La nuova band di Parris Hyde porta il suo stesso nome e il suo inconfondibile marchio di fabbrica. Dopo una carriera trentennale, il compositore milanese decide di (ri)mettersi in gioco con un nuovo gruppo, un progetto rinnovato e la stessa, frizzante energia degli esordi. All’heavy metal si uniscono e fondono alcuni stilemi del trash metal, dell’hard rock e del rock classico, e il risultato complessivo è un’opera di grande interesse.

Rimettersi in gioco cercando di proporre idee nuove, di portare a maturazione tutti gli insegnamenti ricevuti e soprattutto dati fino a ora, restando sé stessi, senza tradire i propri ideali e gusti: solo così si può continuare a dar vita a opere ambiziosi, dense, complesse, come è il disco d’esordio del nuovo gruppo omonimo di Parris Hyde. La mastodontica apertura, così sinfonica e dolce, prelude al primo assalto sonoro duro e roccioso di “2ND2NO1”, dove subito il quartetto splende: i cambi di ritmo disegnati dalla batteria sono seguiti splendidamente da basso e chitarra, e la voce dà un contorno epico all’insieme. L’aggressione – sempre divertita, ironica, sorridente, ma, si badi bene, mai banale o semplice – continua senza sosta con “I Killed My Wife with a Knife”, dove a splendere sono le contorsioni virtuosistiche della batteria, la linea complessa della chitarra e i cori. Altre acrobazie caratterizzano “I Love Shopping (With Your Money)” e “Life on the Line”, dove il trattamento vocale è sempre estremamente preciso, fortemente studiato nelle sue sottigliezze, che hanno aperture melodiche da hard rock così come “Far Away”, dove la voce sembra dare il ritmo a tutto il gruppo. Le influenze passate di Parris – trash metal, hard rock – lasciano il segno anche in questo lavoro, che non è mai monolitico, ma si presenta ricco di sfaccettature anche sottili e difficili da cogliere.

Le chitarre risultano sempre molto curate, così come le tracce vocali. “Digital Dream Land” colpisce per la sua bellezza nell’alternare momenti rilassati, cantati con ironia, a esplosioni improvvise, quasi arrabbiate, ma sempre caratterizzate da quell’aria scanzonata che esalta ed emoziona l’ascoltatore. I picchi dei soli di chitarra sono qui e nella più dolce “Alone”: quest’ultima ha gli elementi della ballata da metal sinfonico unito ai Black Sabbath. Decisamente più dura è “The Third Millennium Disillusion”, che è anche uno degli episodi più riusciti dell’intero album, e riesce a dare forza e far pensare al tempo stesso.

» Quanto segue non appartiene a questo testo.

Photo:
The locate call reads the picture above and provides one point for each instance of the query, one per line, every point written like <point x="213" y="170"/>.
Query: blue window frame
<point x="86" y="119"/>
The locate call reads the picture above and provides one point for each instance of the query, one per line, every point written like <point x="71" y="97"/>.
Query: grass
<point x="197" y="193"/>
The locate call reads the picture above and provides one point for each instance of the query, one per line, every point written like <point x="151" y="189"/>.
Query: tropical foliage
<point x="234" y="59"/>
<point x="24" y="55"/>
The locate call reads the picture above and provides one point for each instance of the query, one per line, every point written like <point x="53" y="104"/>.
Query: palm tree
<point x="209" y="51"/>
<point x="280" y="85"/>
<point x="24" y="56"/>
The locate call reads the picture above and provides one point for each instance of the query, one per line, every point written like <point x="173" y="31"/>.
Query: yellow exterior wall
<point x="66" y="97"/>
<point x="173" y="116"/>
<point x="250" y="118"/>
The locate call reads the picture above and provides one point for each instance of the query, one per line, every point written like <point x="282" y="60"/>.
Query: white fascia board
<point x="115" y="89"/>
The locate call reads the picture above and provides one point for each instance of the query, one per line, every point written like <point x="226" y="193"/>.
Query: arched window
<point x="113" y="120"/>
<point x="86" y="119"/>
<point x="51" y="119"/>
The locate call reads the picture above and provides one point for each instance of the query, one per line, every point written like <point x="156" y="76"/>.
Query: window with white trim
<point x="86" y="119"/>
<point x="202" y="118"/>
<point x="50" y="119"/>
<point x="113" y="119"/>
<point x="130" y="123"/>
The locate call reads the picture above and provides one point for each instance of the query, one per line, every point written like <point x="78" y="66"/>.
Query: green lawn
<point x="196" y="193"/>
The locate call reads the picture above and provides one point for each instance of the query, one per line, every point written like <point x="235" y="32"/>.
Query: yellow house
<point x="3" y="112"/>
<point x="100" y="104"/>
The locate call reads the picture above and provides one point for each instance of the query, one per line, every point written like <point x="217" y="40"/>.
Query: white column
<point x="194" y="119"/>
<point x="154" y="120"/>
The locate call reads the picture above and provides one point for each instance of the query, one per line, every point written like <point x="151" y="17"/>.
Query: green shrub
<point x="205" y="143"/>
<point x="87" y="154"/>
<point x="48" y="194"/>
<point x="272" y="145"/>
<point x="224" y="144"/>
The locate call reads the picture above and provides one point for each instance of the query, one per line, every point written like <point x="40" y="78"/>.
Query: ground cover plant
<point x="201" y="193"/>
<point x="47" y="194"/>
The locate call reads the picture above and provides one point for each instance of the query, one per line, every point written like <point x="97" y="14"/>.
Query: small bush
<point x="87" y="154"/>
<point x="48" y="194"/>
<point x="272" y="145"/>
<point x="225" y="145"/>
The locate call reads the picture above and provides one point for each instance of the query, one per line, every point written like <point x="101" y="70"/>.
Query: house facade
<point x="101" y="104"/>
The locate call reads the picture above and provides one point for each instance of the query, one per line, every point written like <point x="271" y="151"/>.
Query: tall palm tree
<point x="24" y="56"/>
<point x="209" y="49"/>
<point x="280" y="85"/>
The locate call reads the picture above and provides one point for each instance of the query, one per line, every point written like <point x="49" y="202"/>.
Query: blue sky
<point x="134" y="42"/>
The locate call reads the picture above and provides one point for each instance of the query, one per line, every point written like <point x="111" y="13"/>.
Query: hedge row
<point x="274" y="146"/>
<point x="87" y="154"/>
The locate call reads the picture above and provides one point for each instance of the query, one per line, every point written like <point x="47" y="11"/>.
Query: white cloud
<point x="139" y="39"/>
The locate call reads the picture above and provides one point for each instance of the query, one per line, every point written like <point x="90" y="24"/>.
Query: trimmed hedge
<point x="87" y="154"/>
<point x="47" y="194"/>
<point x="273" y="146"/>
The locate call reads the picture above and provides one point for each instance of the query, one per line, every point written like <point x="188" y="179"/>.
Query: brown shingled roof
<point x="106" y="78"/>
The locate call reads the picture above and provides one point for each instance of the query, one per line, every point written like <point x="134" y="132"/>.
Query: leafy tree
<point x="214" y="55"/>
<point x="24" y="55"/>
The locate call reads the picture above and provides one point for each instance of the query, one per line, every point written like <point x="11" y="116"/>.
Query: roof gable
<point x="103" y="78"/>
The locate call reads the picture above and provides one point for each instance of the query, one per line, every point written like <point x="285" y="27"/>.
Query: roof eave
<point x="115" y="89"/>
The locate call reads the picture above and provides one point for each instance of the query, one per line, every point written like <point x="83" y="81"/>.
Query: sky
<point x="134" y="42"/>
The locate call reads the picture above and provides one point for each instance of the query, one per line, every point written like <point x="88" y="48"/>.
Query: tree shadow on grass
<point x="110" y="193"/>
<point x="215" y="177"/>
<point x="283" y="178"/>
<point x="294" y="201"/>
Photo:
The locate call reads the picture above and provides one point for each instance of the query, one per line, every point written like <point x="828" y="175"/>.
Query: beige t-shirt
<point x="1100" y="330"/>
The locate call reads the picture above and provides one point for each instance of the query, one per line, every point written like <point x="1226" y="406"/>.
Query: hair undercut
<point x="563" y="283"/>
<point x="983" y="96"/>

Si entra poi nel mistero e nella sperimentazione con “Border of Mexico”, altra grande prova di come Parris intenda la musica: è un viaggio verso territori inesplorati, che si percorrono carichi delle proprie esperienze e dei propri raggiungimenti, ma con una volontà di conoscere cose nuove e di esplorare i limiti di sé stessi infinita; i flauti che fanno da intermezzo tra una processione e l’altra ne sono la testimonianza. Bellissima è anche la versione gotica di “I Killed My Wife with a Knife”, prima traccia bonus, attraverso la quale sembra di varcare le soglie di una chiesa medievale sconsacrata. Le altre due bonus tracks, la divertentissima “Metal Bells”, rifacimento roccioso di Jingle Bells con un’atmosfera in bilico tra il grottesco, lo scanzonato e il trasgressivo, e il remix, rapido ma diretto e riuscito, di “Fear of the Dark”, completano un’opera che rappresenta un altro tassello positivo all’interno di una carriera decisamente brillante. (Samuele Conficoni)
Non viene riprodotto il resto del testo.